The issue is less about eliminating weapons and materials and more about related security interests. So cooperative security engagement (CSE) may be a better description of what CTR has become. It may also be more of a quid pro quo arrangement.

A partner country’s security interests may not be identical to America’s, as was largely the case between the U.S. and Russia—reducing the threat of “loose nukes.” In the case of African countries, their bio threat interest may be more health- and medical-related, while the U.S. perspective may be more related to WMD. But if the United States is willing to work with African countries addressing the medical bio threat, they, in turn, would work with the U.S. addressing the WMD bio threat.

The future of CTR need not be limited to WMD. Improvised explosive devices (IEDs), for example, have been pervasive in Iraq and Afghanistan. IEDs are more likely to be used by terrorists because they require limited skills and can be assembled with readily available materials and components, such as fertilizer and cellphones. Indeed, the threat close to home is very real with IEDs prevalent in Colombia and an emerging threat in Mexico, largely by drug cartels.
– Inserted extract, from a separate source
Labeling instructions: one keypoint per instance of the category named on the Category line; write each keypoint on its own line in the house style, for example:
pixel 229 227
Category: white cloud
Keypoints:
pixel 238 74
Russia may no longer be interested in CTR because of its opposition to U.S. plans for a missile defense system based in Europe. That begs the question of whether the benefits of missile defense outweigh CTR. But even if the Russians make good on their promise to end their partnership with the U.S. next spring, prospects remain for CTR as broader cooperative security engagement.

The roughly $500 million that DoD spends annually on CTR programs is less than 0.1 percent of the defense budget. Another $500 million combined by the State Department and others is a relatively small investment— especially compared with big-ticket weapon systems—with a high rate of return upside.

An integrated whole-of-government approach to CSE can better leverage that taxpayer investment to incorporate the capabilities of all interagency partners. More important, CSE isn’t a U.S. military incursion, thereby avoiding the charge of unwarranted U.S. interference—especially in Muslim nations—as a reason for making the United States a target for terrorism.